In my code reviews, I aim to:

  1. Identify bugs. As noted before, this is the most common thing people think about during code review, and of course it’s true: it’s an opportunity to identify mistakes or bugs before they make it into the code. As a technical lead, you might not have time to personally QA every pull request, but you can at least spot typos, mistakes, and obvious errors.
  2. Reduce fragility. As you gain more experience and move into senior and leadership roles, that should also come with a better understanding of where code is most fragile. Fragile code isn’t easy to identify for less experienced developers, but will likely jump out at you. Maybe it’s a particularly complex regex, a function with multiple return types, or an interaction with a finicky third-party API; you probably have a sense of where things might fall apart, and this is your chance to prevent that.
  3. Increase clarity. Clear, well-documented, easy-to-read code isn’t just a matter of preference: it’s an insurance policy against future change. However that manifests for you (I like to encourage inline comments, sufficient white-space, and clearly named methods and variables), it’s important to set the standard and
  4. Reduce complexity. This goes hand-in-hand with reducing fragility, but takes it slightly further. Junior developers can fall into the easy trap of writing code that’s too complex. That might mean a few too many conditionals in a method, or choosing a solution that is clever, but perhaps a little too intricate. Not all fragile code is complex, but all complex code is fragile. Be mindful of where you introduce complexity, and limit it where you can.
  5. Enforce consistency. As a lead engineer, you are one of the few people with a comprehensive, 360º view of your codebase. As such, it’s implicitly your job to make sure the code that enters the codebase is consistent. You can get some help with this from automated linting tools and good documentation, but code review also gives you the opportunity to add context, so you can explain whyyou enforce those requirements.

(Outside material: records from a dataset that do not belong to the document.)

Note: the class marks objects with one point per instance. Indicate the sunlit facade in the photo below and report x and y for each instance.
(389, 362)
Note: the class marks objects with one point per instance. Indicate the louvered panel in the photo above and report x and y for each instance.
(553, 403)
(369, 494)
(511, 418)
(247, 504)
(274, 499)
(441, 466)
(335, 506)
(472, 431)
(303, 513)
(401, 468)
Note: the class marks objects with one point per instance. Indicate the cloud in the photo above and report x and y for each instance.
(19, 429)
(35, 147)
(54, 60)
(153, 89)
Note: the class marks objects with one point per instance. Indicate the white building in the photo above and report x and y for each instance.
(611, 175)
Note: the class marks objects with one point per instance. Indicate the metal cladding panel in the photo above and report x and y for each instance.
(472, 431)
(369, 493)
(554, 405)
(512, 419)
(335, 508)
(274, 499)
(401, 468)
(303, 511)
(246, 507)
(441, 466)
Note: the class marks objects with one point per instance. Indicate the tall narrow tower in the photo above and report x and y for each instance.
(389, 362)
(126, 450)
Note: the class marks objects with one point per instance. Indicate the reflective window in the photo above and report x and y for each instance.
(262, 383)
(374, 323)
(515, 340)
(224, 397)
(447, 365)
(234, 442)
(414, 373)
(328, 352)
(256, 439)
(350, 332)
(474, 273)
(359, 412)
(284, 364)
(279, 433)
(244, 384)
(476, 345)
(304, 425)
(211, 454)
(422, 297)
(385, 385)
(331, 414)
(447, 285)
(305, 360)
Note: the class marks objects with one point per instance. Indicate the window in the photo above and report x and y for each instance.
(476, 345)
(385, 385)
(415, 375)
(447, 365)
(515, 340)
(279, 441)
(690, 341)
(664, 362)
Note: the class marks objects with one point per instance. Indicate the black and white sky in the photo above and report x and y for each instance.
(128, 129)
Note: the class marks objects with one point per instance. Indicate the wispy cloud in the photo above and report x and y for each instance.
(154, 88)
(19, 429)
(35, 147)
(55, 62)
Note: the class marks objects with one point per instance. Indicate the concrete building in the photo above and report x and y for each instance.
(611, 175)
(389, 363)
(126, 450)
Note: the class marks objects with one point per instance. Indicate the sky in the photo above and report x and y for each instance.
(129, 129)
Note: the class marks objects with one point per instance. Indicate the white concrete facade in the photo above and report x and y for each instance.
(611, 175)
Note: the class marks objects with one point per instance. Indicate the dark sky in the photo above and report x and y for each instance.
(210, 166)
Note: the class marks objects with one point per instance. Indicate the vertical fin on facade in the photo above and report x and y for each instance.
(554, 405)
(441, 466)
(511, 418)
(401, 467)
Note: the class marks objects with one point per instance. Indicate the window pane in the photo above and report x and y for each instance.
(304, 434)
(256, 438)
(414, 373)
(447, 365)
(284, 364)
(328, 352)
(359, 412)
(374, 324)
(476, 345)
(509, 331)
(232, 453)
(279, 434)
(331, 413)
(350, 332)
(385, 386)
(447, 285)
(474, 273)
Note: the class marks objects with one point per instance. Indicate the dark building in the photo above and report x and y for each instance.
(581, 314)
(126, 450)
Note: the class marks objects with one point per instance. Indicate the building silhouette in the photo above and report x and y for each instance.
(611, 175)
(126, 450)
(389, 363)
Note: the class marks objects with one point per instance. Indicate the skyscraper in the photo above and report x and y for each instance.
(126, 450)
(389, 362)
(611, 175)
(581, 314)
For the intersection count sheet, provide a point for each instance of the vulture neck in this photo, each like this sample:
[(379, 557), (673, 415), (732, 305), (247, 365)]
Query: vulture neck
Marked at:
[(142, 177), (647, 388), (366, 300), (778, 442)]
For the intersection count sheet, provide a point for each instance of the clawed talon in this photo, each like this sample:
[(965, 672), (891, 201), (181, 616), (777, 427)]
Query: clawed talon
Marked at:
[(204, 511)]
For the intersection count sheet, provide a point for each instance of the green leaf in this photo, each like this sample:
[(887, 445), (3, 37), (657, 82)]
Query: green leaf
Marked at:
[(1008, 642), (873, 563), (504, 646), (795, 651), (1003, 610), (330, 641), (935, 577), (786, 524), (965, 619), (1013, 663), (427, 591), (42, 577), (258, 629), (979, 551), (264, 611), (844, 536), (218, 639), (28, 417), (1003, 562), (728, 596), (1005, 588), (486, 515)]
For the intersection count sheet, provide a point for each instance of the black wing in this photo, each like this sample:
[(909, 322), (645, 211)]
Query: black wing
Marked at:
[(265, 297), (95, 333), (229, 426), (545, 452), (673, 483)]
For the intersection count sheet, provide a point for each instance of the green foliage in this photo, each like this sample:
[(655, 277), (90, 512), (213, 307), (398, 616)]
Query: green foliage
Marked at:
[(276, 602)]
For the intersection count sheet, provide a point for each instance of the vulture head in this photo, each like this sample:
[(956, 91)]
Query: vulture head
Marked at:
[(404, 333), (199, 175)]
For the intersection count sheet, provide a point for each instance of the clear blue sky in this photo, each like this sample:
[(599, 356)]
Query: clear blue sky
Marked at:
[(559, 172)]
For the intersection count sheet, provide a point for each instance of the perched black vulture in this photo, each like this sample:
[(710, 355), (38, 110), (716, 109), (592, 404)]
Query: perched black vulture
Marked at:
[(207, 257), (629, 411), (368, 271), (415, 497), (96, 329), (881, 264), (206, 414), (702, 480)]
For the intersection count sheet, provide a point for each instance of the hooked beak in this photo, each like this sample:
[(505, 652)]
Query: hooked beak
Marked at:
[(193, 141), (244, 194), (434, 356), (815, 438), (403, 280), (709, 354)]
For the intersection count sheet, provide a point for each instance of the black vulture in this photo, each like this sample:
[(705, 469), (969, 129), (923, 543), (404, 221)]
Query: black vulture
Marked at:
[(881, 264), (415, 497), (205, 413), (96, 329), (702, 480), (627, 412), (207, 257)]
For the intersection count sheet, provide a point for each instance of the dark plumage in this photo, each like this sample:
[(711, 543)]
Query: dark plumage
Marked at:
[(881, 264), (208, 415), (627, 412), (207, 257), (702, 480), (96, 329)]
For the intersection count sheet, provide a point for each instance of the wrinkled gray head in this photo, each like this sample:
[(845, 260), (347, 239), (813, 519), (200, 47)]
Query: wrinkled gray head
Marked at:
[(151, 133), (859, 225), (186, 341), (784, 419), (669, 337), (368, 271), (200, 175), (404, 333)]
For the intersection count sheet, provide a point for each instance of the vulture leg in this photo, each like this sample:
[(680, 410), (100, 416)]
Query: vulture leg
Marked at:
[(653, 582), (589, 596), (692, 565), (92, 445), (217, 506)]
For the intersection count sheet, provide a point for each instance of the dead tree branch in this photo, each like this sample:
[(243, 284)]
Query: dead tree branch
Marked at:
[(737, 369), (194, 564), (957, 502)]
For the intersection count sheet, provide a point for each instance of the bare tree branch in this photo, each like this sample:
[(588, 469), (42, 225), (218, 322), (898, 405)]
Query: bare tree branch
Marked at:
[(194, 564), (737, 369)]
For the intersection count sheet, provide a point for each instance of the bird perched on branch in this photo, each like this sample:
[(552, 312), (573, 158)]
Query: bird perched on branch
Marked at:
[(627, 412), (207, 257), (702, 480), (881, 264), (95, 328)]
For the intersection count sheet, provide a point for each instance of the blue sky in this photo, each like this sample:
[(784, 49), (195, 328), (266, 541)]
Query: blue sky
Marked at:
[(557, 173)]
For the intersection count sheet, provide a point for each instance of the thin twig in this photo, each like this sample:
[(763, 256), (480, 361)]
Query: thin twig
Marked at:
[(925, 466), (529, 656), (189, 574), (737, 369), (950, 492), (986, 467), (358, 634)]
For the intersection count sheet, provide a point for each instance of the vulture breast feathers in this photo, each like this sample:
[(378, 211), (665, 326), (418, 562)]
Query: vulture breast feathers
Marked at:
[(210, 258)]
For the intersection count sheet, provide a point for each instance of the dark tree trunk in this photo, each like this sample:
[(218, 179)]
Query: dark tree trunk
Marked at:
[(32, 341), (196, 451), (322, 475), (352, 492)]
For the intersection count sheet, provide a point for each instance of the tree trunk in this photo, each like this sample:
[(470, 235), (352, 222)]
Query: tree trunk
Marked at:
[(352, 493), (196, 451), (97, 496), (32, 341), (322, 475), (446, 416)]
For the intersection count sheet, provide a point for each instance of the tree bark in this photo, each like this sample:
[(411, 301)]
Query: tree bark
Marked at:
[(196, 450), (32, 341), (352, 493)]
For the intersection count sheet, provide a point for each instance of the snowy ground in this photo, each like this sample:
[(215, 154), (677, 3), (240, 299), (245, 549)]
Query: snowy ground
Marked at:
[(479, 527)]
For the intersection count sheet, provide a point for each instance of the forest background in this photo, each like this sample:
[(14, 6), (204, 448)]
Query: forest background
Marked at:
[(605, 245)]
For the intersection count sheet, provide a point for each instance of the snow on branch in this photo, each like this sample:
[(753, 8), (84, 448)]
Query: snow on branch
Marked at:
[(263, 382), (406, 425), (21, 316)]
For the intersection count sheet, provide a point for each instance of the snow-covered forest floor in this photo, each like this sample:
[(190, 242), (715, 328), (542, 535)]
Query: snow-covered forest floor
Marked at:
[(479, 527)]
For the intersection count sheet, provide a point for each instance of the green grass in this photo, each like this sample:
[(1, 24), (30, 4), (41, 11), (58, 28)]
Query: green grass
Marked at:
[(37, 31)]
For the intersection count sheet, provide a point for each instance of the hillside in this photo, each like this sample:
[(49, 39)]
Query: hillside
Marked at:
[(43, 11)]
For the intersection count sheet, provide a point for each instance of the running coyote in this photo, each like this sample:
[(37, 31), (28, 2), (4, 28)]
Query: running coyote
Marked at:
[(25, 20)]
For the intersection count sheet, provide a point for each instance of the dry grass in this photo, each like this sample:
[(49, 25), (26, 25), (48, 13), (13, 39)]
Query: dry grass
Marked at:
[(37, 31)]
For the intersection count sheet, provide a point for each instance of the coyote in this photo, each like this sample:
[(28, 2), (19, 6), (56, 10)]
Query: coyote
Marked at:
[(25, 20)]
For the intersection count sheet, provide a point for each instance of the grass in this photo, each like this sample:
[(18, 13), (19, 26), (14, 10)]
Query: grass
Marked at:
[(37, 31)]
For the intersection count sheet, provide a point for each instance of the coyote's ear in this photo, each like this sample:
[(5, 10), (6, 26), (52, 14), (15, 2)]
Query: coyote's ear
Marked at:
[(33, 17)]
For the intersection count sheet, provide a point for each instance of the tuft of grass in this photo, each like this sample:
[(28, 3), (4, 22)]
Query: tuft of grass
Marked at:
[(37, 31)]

With these outcomes in mind, your code reviews will not only be a defensive tactic centred around avoiding mistakes and bugs, but they will also help you stay on the offensive by actively building reliability, predictability, and consistency into your code.

Great code review ensures you avoid the bugs of today while preventing the bugs of the future.

One Comment

Julien April 20, 2019

Another key benefit : reducing the bus factor! Code reviews mean that at least 2 people are familiar with the code : who-ever wrote it and who-ever reviewed it.